Mike Schropp Projects 70 Comments

It’s alive! Well, it’s technically not really alive. Nor is it a robot in the sense that it performs some function or task. He pretty much just hangs out, making awesome robot faces.

 

The idea to build a robot out of old, obsolete computer parts came at random. While throwing out some trash I stumbled across a pile of discarded old computers and parts that had been thrown out. As I looked at the pile of parts sitting there with the broken circuit boards, dusty computer cases and rats nest of wires I felt for a moment a brief feeling of sadness for these discarded PCs. At some point in their lives they were once the object of joy as their proud new owner unboxed them and set them up for the very first time. How things have changed since then, seeing them now, discarded, dirty, broken and about to be buried under tons of trash in a landfill.

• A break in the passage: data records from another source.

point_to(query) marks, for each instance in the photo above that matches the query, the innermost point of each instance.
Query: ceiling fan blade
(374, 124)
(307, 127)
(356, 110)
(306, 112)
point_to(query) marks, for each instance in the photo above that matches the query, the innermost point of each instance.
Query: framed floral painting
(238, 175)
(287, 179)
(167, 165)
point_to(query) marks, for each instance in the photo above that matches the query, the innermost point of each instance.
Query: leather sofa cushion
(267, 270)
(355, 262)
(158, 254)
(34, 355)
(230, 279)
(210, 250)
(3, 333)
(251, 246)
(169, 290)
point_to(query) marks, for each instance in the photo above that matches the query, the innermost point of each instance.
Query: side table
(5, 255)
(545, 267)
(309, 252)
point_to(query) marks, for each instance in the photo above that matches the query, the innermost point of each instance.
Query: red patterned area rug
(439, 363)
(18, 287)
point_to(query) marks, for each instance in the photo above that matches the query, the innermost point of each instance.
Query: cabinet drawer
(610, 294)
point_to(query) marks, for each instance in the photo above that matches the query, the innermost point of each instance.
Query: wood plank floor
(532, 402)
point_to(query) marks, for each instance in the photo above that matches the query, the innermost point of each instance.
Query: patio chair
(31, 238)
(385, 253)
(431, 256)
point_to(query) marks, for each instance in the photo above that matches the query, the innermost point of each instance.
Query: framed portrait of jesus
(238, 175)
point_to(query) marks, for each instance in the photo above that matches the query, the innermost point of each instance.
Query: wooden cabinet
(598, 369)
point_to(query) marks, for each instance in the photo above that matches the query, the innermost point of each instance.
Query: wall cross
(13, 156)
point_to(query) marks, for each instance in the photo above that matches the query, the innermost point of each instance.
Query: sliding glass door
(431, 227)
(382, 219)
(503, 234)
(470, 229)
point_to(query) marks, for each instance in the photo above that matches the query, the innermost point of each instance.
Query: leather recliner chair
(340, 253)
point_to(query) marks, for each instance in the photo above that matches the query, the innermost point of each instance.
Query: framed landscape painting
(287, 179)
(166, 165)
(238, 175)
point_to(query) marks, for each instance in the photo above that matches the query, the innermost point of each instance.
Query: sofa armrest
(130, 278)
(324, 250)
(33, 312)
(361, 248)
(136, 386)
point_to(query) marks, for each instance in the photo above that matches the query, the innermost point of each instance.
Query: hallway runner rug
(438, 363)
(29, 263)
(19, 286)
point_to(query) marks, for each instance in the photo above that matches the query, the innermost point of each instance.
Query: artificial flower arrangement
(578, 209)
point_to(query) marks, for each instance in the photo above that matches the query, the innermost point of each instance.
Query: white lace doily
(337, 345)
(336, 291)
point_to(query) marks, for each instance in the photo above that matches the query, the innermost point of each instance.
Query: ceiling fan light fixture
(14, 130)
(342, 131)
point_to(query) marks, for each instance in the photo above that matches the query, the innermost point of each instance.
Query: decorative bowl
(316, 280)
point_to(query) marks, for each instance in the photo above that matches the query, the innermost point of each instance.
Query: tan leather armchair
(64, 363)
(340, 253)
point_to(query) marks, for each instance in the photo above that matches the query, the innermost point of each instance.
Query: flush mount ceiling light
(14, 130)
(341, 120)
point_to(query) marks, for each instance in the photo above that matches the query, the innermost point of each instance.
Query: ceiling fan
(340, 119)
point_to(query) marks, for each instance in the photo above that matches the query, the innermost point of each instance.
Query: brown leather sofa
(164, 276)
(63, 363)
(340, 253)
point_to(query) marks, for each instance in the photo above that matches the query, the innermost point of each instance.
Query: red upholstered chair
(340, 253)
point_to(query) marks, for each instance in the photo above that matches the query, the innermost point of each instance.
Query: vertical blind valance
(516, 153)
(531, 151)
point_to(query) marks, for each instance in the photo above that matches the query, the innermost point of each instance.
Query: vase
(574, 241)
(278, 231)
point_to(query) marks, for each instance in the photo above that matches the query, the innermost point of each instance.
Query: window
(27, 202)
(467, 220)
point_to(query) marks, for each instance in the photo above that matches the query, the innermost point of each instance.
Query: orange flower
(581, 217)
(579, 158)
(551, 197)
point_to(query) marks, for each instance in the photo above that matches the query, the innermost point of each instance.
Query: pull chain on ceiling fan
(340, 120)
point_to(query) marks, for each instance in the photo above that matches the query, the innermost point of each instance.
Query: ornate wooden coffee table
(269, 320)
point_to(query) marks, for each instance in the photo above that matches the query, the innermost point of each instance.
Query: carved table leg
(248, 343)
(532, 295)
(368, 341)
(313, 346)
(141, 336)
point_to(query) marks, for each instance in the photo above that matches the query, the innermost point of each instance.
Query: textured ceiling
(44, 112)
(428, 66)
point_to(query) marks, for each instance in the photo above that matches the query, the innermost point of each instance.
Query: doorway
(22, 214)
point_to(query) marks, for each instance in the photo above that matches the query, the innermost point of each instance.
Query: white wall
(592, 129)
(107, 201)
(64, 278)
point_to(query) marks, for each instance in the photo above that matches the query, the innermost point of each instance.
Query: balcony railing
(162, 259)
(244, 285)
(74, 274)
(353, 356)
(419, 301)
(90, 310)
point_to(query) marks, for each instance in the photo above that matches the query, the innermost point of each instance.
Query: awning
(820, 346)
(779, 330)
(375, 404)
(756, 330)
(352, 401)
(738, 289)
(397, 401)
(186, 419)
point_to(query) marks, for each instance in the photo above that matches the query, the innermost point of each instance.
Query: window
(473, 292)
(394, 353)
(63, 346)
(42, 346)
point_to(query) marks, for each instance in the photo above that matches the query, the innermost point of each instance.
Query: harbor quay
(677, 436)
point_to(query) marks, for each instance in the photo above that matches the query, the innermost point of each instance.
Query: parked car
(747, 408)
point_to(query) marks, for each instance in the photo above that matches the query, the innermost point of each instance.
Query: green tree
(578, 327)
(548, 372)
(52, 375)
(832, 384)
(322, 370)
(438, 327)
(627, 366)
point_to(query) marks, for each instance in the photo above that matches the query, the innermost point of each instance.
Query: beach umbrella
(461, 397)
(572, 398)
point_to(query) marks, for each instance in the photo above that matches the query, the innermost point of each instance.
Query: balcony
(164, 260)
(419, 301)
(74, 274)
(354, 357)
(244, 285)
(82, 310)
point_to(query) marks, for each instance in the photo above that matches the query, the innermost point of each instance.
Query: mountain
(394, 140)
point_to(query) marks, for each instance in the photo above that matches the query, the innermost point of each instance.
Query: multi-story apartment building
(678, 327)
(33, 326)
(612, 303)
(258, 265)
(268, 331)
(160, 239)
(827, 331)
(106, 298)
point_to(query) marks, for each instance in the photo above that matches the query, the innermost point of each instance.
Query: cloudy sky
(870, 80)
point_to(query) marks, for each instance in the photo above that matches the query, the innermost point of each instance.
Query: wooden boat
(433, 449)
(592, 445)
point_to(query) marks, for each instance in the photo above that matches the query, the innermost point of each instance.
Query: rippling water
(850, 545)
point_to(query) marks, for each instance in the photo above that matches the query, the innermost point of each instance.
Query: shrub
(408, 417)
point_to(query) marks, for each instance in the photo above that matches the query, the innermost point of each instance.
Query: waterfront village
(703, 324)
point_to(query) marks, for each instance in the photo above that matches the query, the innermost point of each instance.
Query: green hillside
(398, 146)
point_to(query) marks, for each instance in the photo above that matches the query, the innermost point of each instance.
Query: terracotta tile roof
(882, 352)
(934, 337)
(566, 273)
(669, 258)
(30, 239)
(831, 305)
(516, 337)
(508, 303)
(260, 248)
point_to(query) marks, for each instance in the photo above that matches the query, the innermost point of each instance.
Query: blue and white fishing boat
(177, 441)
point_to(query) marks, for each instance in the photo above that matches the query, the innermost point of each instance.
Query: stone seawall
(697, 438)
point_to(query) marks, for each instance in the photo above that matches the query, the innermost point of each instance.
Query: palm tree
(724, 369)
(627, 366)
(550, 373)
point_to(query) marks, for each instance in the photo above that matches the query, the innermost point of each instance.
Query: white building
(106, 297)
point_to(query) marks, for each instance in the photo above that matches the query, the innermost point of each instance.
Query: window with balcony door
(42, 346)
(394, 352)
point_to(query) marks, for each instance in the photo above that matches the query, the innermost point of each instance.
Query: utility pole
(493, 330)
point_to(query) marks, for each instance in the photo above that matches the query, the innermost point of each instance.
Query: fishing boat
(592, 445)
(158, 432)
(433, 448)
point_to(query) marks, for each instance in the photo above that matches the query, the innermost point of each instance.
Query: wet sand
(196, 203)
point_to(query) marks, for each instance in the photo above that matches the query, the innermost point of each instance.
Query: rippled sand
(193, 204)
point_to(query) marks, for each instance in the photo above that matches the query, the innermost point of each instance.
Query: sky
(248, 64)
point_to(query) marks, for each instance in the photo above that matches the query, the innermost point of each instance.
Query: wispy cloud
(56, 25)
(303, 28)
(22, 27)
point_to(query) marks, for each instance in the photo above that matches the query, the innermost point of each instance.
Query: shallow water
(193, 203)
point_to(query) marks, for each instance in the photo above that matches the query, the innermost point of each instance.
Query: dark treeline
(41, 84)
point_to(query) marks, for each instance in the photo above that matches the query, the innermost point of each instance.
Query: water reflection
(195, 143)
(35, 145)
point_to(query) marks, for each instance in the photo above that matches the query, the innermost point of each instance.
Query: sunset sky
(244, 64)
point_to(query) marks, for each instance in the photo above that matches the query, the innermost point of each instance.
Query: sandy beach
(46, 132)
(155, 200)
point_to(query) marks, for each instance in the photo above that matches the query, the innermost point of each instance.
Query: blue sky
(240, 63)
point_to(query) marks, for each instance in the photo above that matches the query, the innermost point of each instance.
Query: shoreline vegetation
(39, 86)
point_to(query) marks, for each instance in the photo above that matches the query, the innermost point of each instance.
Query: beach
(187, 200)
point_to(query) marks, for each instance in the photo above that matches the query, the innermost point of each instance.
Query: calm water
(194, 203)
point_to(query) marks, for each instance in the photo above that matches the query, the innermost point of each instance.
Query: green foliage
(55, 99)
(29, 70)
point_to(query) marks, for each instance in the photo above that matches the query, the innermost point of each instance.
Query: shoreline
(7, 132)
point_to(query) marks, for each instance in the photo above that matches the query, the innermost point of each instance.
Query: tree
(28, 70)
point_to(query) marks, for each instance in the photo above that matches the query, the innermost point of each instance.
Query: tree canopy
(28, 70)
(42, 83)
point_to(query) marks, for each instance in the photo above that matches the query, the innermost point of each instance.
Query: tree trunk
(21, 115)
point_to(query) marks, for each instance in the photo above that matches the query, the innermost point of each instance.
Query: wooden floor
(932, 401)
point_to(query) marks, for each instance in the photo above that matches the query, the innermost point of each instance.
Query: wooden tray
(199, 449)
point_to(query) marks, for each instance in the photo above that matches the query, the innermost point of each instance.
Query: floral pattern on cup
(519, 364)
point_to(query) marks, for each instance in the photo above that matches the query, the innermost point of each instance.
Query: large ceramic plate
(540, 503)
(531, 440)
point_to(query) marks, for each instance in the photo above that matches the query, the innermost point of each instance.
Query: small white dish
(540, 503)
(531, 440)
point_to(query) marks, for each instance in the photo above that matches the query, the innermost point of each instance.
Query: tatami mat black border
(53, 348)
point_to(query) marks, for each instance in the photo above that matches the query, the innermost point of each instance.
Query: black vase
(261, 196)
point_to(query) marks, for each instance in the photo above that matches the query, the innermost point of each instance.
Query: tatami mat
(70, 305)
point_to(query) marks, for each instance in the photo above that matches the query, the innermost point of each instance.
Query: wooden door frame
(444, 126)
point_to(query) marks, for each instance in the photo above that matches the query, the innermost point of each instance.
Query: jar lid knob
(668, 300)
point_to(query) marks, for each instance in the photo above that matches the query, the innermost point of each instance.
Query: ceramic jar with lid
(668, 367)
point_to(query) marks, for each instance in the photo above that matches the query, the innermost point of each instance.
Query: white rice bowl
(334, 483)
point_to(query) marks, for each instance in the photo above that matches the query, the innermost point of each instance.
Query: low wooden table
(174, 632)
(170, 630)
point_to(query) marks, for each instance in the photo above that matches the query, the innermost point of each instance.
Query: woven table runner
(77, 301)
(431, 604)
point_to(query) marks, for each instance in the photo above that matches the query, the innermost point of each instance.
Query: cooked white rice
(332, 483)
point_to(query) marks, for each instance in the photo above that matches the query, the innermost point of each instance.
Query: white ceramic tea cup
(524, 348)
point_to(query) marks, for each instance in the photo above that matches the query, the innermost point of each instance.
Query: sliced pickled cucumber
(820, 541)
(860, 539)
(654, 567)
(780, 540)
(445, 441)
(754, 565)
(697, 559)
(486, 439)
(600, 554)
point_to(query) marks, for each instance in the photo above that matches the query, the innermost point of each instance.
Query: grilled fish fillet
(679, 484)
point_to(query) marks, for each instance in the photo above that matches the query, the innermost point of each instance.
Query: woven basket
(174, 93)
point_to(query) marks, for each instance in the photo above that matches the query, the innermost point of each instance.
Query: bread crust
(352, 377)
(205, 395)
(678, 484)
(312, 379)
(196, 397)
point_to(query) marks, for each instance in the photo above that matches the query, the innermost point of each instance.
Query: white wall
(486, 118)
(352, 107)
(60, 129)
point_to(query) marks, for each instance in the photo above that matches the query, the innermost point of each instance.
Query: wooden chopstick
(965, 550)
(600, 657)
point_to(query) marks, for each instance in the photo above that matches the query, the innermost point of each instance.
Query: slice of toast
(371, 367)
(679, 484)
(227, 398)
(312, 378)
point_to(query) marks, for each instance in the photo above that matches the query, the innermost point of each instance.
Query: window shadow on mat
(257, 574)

In this modern day age of electronics and computers, obsolescence takes less time than ever before. From the moment you buy a new electronic or computer gadget the timer starts ticking. It doesn’t take long before that fancy new piece of awesomeness is nothing more than an annoying hindrance. Too slow, too old and too outdated. It’s at this point that people discard these once high-tech devices. Most of them unfortunately end up in a landfill somewhere, while others are put to the side and forgotten. Occasionally they’re recycled.  I began to think about re-purposing.

After seeing the number of parts and pieces in the trash I decided to see what I could build from these old components. The idea for a robot came from wanting to build something that looked like it had a purpose again. Instead of being trash in a landfill this “junk” that had been discarded could be re-purposed as an object of art. Since robots and electronics are complementary I figured it would be a good fit.

I happily discovered that I could make use of some of the random bits and pieces that I had saved over the last few years, such as old CPUs, wires, boards. I started asking friends and relatives for their old electronics they did not want. After a while I managed to come up with quite the collection.

Here is a list of most of the gadgets, gizmos and electronics I used to build my robot dude.

Dell Inspiron
Dell Optiplex Desktop Computer
AMD Athlon Processor
AMD Duron Processor
Gateway CRT Monitor
Toshiba 40GB IDE HD
Maxtor 60GB IDE HD
SCSI HD
Numerous 3.5″ Floppy Drives
Numerous CD Drives
IBM Thinkpad
IBM Thinkpad Pentium II
Gateway Desktop Computer
Sharp Mobilon
IBM Microdrive 4GB
Lots of old DDR Ram
Intel Celeron Processor
Canon CF Card 32MB
Couple of PCI Modems
Couple of PCI Sound Cards
Dell LCD Monitor
HP 3.2 MP Digital Camera
Canon 4.0 MP Digital Camera

 

Computer Parts Robot

Computer Parts Robot Front

Computer Part Robot

Computer Parts Robot Face

Computer Parts Robot Face

Up Close Robot Face

Computer Parts Robot Brain Wiring

Computer Parts Robot Brain

Computer Parts Robot Turning on Light

Robot Turning on Light

Computer Parts Robot Looking Into Light

Light Shining on Robot Face

Computer Parts Robot Eye

Robot Eye Reflection

Computer Parts Recycle Robot

Computer Parts Robot Profile

When I started this project I had nothing more than a box of old, obsolete parts that people had discarded. With each part I added during the build process I felt a little more like my robot was coming to life. Camera lenses to see, CPU’s to think, arms, legs and joints to move. After attaching the last couple of pieces I stood back to take a gander at my new robot friend. He was cute, and had all the robotic features a boy could ask for. He put a smile on my face, and with that show of human emotion I realized that those old parts now had a purpose again.